PUJA(S3795543)
Last updated: 25 October,2018
-There are many factors that affect life span of humans such as demographic variables, income composition and mortality rates.
-It is a general notion that being healthy increace an individual’s life expectancy.
-The analysis aims to give answer to out question “Does BMI affects Life expectancy in humans?”
-Is there any relationship between the Life expectancy in humans and the BMI Index in humans?
-Statistical models and hypothesis testing for the model parameters would provide enough evidence to support or reject the problem statement.

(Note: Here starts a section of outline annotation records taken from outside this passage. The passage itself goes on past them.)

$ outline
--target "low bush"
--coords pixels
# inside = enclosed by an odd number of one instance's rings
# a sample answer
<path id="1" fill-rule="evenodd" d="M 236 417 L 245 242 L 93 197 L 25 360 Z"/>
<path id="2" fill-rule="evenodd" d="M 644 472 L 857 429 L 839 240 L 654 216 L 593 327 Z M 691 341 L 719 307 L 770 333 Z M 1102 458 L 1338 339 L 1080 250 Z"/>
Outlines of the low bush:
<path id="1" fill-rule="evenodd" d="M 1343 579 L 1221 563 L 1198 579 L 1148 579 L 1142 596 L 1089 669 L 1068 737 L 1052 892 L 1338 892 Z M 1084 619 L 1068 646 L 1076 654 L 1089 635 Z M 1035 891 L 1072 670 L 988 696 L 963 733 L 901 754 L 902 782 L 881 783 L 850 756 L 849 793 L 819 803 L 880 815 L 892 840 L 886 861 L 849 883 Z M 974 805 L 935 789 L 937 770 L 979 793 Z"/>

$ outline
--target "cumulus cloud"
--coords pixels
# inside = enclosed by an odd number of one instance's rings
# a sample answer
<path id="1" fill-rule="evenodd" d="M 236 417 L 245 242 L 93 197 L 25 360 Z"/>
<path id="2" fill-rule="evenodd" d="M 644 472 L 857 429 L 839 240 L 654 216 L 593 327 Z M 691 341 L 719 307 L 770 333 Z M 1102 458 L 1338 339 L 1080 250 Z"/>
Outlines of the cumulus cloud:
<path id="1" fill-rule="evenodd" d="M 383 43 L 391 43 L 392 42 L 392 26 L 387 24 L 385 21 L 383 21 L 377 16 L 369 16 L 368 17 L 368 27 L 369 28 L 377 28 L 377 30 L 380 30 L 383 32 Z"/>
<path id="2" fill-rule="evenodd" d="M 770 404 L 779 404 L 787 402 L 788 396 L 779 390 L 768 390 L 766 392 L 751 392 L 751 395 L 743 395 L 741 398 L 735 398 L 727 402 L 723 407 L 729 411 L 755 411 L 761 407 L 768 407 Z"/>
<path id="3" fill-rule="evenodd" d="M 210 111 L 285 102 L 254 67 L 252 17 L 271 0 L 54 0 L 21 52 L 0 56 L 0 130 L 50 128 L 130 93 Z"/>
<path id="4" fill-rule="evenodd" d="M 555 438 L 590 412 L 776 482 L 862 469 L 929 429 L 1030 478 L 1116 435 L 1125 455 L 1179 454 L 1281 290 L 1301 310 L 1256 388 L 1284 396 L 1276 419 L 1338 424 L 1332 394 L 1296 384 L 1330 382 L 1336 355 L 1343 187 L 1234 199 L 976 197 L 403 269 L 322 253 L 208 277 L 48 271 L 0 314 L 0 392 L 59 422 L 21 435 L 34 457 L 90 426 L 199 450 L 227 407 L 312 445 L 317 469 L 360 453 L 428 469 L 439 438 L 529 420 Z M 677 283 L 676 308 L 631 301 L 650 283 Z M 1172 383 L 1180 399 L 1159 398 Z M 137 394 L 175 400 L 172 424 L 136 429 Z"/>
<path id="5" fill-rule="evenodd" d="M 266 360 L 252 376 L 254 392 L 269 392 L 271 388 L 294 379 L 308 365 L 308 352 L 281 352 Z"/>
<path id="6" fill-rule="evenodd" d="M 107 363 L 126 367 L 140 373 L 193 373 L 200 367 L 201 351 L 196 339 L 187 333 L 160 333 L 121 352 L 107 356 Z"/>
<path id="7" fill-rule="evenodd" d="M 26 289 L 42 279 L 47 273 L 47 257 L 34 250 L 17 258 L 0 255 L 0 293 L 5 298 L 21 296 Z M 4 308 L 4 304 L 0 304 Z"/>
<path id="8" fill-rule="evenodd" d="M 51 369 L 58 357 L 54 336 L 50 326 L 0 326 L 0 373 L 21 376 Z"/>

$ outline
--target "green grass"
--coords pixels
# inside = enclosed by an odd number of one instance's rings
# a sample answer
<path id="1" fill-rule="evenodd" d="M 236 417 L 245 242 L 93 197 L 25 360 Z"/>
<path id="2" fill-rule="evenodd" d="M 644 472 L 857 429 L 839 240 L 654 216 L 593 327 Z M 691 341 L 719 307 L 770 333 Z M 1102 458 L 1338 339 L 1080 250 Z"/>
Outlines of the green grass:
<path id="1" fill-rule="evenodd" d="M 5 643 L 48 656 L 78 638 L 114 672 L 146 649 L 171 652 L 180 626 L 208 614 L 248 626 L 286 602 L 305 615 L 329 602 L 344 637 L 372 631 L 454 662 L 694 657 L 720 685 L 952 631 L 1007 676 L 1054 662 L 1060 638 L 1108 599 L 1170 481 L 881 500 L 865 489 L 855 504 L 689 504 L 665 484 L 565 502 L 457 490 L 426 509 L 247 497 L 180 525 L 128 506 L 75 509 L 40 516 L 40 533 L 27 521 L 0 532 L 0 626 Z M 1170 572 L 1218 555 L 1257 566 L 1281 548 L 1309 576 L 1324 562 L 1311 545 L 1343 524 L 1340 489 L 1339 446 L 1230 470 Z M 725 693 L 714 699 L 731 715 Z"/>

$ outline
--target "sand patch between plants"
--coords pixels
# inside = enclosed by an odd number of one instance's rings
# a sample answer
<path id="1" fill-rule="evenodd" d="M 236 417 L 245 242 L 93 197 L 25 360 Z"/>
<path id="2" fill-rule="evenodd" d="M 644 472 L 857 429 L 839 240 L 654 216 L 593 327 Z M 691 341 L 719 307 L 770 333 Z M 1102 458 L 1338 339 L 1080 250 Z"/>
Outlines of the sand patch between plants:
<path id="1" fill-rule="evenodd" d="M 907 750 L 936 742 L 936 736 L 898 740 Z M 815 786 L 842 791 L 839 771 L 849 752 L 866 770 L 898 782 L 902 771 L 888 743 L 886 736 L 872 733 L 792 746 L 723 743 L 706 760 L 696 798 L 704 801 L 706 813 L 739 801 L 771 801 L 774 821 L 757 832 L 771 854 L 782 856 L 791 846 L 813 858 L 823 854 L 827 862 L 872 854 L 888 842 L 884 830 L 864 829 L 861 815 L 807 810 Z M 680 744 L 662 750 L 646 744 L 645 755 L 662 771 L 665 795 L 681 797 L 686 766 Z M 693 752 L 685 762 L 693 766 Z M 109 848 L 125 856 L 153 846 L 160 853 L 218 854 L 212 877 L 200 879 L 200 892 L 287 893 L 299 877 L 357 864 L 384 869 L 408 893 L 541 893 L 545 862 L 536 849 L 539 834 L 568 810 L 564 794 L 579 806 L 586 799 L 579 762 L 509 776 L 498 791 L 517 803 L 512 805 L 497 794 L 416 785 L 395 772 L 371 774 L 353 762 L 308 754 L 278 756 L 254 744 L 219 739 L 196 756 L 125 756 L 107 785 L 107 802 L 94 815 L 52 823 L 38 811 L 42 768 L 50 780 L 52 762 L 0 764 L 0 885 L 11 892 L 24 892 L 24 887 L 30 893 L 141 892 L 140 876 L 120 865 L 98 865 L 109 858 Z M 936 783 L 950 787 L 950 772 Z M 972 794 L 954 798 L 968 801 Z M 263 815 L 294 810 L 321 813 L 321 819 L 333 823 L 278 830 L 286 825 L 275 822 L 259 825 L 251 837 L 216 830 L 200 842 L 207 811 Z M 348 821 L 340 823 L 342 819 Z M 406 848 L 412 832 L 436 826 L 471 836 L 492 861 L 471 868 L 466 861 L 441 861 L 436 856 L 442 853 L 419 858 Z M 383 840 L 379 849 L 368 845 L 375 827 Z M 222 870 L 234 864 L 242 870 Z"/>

In this assignment, data from year 2000-2015 for 193 countries is considered for the analysis.
The dataset consists od 2238 observations and 22 variables
The data is collected from: https://www.kaggle.com/kumarajarshi/life-expectancy-who
There are two important variables that we are going to take further:
-Life Expectancy
-BMI Index
The data is subset to select only Life expectancy and BMI
Life_expect <- read_csv("/Users/puja/Downloads/Life Expectancy Data.csv")
Life_expect <-Life_expect[ ,c(4,11)]
head(Life_expect)-There were 10 missing values in Life expectency and 34 values in BMI is deleted.
-As the missing values are less than 5%, it is safe to exclude the missing values.
## Life expectancy BMI
## 10 34
| x | |
|---|---|
| Life expectancy | 0 |
| BMI | 0 |
-For detecting ouliers The Mahalanobis distance is used and a new data frame without outliers is created.
## [1] 2609 2
-The data frame created without the outliers and missing value is used to calculate summary statistiscs using summarise() function.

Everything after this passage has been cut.